A smile twitched along Hawkeye’s mouth.
I would have been like that if the barbarians had invaded my land
, he mused. He looked the prisoner over, seeing the signs of a hard life and partial starvation in the thin arms, and said, ‘The usual punishment for a thief.’
‘But, Your Majesty?’ protested the guard with the eager desire to punish Chase at every opportunity. ‘He’s broken into the palace. Surely he must be beheaded?’
Hawkeye glared at the guard, who, realising the foolishness of his question, shrank from the prisoner’s side. ‘
If
he survives the loss of his hand, and
if
he survives the requisite imprisonment in the Bog Pit, that should serve to discourage others from doing the same. Take him away.’
The guards handed the hapless prisoner to the soldiers who had pursued him to the tower and Hawkeye watched them drag the youth down the stairs. To a guard Hawkeye said, ‘Find out where he got in and have the palace security improved immediately. I don’t think he was as lucky as he would have us believe.’
He waited for the guard to depart before he gazed across the battlements at the western ocean, letting the briny sea breeze tug at his hair and beard. The deep blue water was different out there than in the harbour, a restless animal breathing in rolling waves—unpredictable, malicious.

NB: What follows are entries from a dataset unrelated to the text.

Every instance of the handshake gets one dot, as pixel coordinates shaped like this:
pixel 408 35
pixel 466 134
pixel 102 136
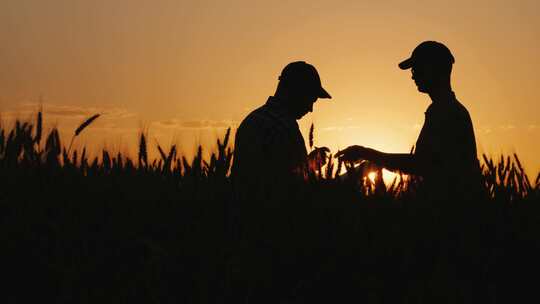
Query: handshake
pixel 319 156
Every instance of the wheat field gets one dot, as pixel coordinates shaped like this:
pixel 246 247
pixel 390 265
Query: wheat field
pixel 107 228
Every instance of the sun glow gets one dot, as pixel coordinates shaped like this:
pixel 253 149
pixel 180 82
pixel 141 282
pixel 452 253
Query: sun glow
pixel 388 176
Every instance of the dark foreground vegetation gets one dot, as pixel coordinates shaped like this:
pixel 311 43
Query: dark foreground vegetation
pixel 114 230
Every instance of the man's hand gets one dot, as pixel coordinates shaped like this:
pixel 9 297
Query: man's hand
pixel 356 153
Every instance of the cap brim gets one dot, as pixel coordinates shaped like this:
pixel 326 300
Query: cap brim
pixel 406 64
pixel 324 94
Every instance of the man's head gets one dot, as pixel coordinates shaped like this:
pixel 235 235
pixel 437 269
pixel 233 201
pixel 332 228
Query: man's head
pixel 431 65
pixel 300 85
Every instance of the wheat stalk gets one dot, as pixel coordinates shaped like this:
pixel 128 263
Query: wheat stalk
pixel 81 128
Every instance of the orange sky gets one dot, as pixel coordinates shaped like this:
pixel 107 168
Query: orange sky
pixel 187 69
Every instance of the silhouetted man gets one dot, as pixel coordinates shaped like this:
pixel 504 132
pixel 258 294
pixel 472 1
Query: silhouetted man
pixel 270 159
pixel 269 147
pixel 445 153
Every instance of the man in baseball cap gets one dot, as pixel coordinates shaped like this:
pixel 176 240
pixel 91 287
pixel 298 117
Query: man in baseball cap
pixel 445 152
pixel 269 166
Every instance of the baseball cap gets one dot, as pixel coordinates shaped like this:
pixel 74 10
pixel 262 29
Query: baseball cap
pixel 304 75
pixel 431 52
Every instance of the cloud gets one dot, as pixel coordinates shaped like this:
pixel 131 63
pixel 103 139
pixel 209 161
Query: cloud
pixel 66 111
pixel 195 124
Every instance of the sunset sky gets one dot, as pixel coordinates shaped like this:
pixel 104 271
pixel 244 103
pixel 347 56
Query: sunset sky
pixel 185 70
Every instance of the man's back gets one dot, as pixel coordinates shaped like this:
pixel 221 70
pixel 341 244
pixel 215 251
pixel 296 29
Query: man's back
pixel 446 147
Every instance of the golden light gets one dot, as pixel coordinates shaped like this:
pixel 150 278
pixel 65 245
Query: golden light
pixel 372 175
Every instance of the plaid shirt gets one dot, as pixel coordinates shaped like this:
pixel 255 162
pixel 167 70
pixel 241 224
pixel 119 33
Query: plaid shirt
pixel 269 146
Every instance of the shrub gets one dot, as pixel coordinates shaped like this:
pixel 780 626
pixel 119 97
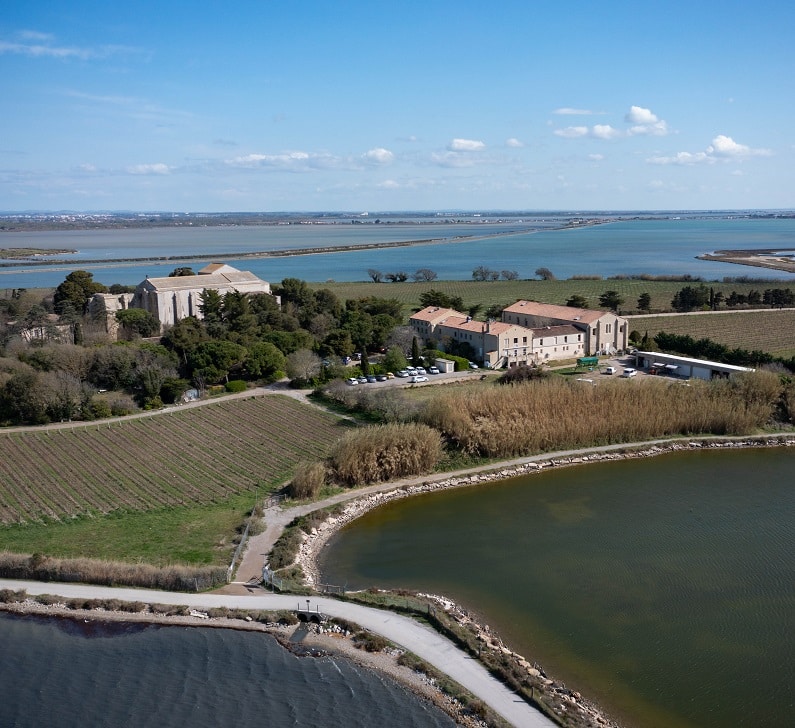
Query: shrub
pixel 309 478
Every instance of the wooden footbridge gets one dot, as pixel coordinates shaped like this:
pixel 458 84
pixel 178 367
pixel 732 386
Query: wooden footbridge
pixel 308 614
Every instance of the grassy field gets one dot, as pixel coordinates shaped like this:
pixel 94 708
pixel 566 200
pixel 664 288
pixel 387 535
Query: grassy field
pixel 772 331
pixel 170 487
pixel 487 293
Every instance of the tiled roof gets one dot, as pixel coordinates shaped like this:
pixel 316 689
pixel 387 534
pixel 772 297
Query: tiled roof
pixel 548 310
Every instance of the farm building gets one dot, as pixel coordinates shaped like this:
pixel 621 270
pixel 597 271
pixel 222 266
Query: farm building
pixel 682 367
pixel 602 332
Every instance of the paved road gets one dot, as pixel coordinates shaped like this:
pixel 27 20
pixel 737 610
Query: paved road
pixel 419 639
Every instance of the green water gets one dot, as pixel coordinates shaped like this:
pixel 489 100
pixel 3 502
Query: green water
pixel 663 589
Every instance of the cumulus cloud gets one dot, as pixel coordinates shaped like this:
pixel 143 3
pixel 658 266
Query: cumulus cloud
pixel 465 145
pixel 639 115
pixel 158 168
pixel 643 121
pixel 604 131
pixel 379 156
pixel 567 111
pixel 453 159
pixel 723 148
pixel 571 132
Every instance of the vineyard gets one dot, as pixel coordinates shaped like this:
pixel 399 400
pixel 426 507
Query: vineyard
pixel 772 331
pixel 488 293
pixel 180 458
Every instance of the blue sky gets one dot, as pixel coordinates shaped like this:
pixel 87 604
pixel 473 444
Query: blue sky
pixel 364 106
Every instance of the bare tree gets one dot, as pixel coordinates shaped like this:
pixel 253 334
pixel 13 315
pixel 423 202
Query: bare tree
pixel 303 364
pixel 424 274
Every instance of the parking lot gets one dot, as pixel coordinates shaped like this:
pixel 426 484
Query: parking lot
pixel 417 379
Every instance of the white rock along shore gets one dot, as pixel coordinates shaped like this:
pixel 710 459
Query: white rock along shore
pixel 592 714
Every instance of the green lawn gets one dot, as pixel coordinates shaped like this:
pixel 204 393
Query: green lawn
pixel 199 535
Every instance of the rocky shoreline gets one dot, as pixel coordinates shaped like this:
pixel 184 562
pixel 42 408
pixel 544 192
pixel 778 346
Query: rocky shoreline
pixel 565 701
pixel 315 641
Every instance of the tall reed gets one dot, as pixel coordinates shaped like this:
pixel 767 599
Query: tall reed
pixel 556 414
pixel 384 452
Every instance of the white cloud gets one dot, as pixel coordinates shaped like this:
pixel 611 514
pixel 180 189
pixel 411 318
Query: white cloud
pixel 644 122
pixel 379 156
pixel 41 45
pixel 604 131
pixel 572 132
pixel 723 148
pixel 453 159
pixel 287 159
pixel 158 168
pixel 567 111
pixel 465 145
pixel 639 115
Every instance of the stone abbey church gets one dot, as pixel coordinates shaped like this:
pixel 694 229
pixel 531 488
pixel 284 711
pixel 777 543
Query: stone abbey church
pixel 174 298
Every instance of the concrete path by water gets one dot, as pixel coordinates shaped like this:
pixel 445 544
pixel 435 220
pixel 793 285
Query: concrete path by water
pixel 419 639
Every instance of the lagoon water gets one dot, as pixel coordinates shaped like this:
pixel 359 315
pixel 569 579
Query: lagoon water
pixel 660 588
pixel 62 673
pixel 633 247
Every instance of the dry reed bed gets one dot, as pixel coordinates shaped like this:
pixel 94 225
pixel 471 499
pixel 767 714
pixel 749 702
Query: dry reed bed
pixel 556 414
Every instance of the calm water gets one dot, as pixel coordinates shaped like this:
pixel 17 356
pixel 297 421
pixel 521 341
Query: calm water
pixel 662 588
pixel 656 247
pixel 62 674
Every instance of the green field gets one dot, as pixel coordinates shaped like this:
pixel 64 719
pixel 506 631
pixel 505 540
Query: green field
pixel 487 293
pixel 172 487
pixel 772 331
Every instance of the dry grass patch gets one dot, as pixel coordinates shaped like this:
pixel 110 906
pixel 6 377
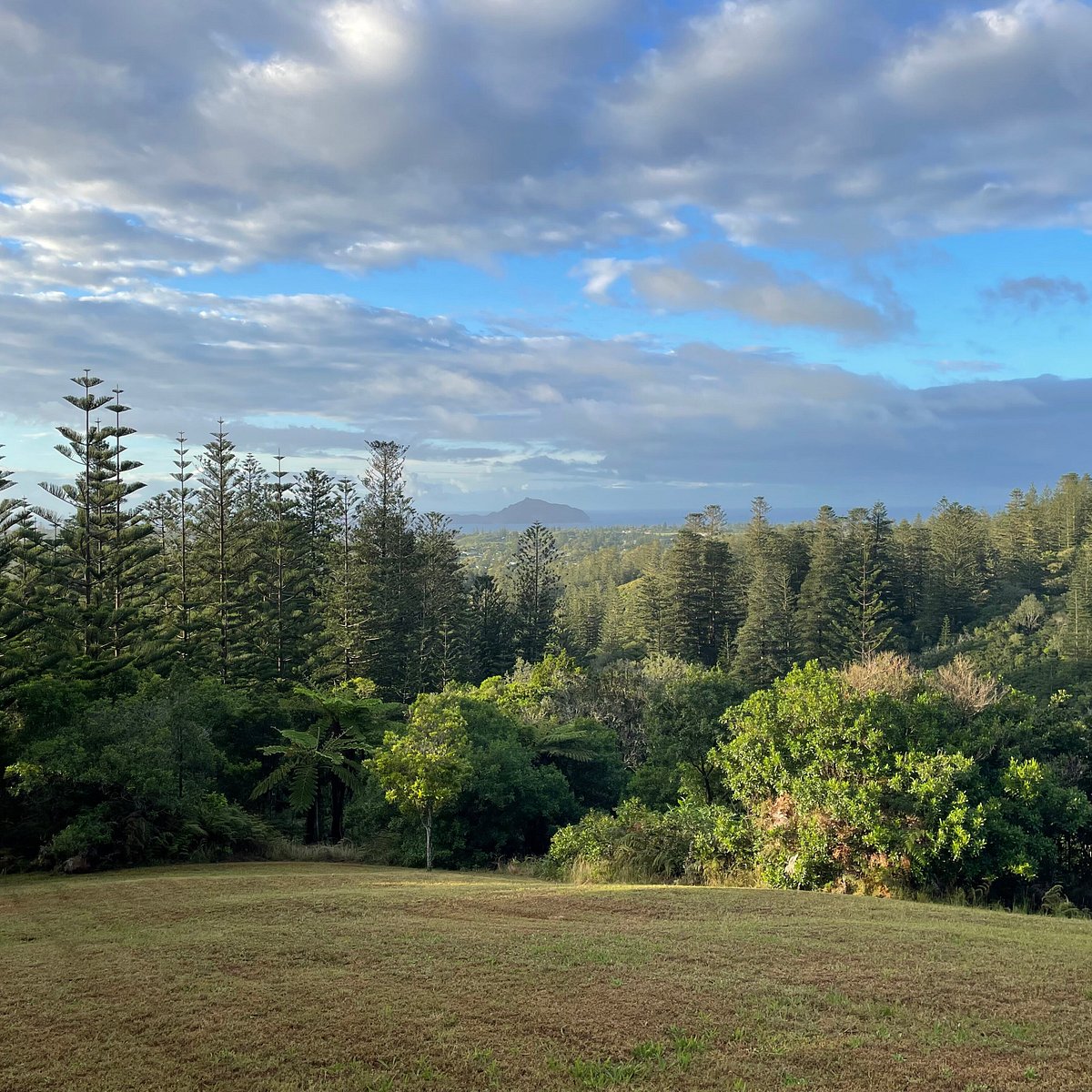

He had travelled aboard ships only three times in his earlier life as a Kerwyn prince, and each journey was such a torment of nausea and disorientation that he vowed when he came to the throne that he would never again step aboard an ocean-going vessel. The sailors who plied the trading routes to the west and south were creatures of a very different disposition and, while he respected their courage, he had no desire to be a part of their world. The ocean was at its best viewed from the tower and from the beach, but as far as he was concerned it belonged to the fish.
‘I am honoured Your Majesty has agreed to see me,’ said the grey-haired Seer, bowing respectfully before the king.
‘Would I be consigned to the seven hells if I didn’t see you?’ Hawkeye asked.
Seer Law raised his head and smiled. ‘Possibly.’
The king grinned and put his arm across the Seer’s shoulder. ‘Enough charade,’ he said, guiding the Seer towards a large dark door guarded by two soldiers. ‘We need to talk about the important issues.’ The guards opened the door and stood aside as the king and the Seer entered the king’s private chambers.
Seer Law had been in Hawkeye’s chambers many times, but the worldly opulence of the Kerwyn kings always aggravated his spiritual sensibility. The massive gilded mirrors on every wall, richly brocaded furnishings, red and gold fabrics, commissioned paintings and imported inventions filled the rooms to excess. ‘Porter?’ Hawkeye offered, lifting an emerald-encrusted silver decanter.
‘No alcohol,’ Law answered.
Hawkeye raised an eyebrow. ‘Are you all right?’
The Seer smiled wanly. ‘His Eminence has decreed that we are to enter a phase of abstinence. No alcohol, no sex—none of the worldly pleasures that might distract us from our duty to Jarudha.’ The king started sniggering while he poured himself a measure of porter. ‘What’s so amusing?’ asked Law.
Hawkeye sipped his drink before he answered. ‘After all the bastards your order has sired in the city, His Eminence decides that’s enough? How is he going to stop you from wenching?’